1. Factor Analysis Characteristics i. Interdependence Technique * Dependent Variable – None * More than one Variable – metric ii. Factor analysis is subjective and creative 2. Factor Analysis Output i. Data reduction from large number of variables to smaller number of factors
ii. Factors are a smaller number of variables that capture as much information as possible from the original data set iii. Fk = w1S1 + w2S2 + . . . + wiSi iv. Factor loading matrix, indicating the number of factors created from the data. The number of factors can range from 1 to n - the number of variables originally included in the data set. Factor loadings may be positive or negative. v. Typically, the factors will be independent. The correlation between two factors is zero and there is no overlap of information vi.
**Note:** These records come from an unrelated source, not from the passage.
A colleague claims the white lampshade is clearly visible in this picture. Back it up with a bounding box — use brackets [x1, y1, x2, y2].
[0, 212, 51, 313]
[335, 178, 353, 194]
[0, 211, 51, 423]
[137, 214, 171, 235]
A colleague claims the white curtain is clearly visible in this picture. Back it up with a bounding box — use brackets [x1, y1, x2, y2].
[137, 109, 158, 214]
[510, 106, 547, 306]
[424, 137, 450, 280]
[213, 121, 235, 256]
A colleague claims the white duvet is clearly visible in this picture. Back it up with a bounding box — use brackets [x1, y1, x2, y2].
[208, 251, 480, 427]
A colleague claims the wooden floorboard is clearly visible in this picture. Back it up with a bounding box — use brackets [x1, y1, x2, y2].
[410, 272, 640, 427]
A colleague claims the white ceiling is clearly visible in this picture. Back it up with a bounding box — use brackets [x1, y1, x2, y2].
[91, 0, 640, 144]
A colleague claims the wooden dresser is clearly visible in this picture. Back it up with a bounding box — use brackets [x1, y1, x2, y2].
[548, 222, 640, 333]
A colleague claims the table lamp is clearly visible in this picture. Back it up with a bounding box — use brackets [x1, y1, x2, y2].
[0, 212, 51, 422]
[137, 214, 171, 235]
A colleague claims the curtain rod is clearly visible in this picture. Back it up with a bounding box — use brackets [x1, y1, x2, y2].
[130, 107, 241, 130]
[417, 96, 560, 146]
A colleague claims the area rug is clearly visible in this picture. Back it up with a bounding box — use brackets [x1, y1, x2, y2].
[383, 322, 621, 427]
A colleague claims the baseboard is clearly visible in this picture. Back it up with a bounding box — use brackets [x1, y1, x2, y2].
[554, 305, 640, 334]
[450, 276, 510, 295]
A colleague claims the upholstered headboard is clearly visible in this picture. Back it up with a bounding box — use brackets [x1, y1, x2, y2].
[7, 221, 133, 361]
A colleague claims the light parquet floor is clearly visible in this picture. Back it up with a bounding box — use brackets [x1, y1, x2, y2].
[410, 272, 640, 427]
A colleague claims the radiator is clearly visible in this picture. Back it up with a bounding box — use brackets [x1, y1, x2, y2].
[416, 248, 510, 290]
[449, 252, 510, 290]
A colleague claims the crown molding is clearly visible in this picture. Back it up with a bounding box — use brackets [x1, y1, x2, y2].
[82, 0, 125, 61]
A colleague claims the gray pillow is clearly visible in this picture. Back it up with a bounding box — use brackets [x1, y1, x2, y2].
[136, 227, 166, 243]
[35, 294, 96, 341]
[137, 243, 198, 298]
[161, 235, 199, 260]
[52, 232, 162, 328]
Achieved communality is the proportion of variance accounted for by all the extracted factors vii. The eigenvalue of any factor is the total standardized variance accounted for by that factor. Therefore, typically factors with an eigenvalue less than one are not retained. viii. Factors are combinations of variables. The factors must be interpreted and labeled by the researcher. 3. Hypotheses i. Formal hypotheses are typically not used for factor analysis ii. The implied null hypothesis is: iii. H0: the variables in the data set cannot be meaningfully reduced to a smaller set of combined variables iv. The implied alternative hypothesis is: v. Ha: the variables in the data set can be meaningfully reduced to a smaller set of combined variables vi. The factor can meaningfully replace two or more variables in the data set. Meaningful factors can be created when at least some of the variables are correlated with one another.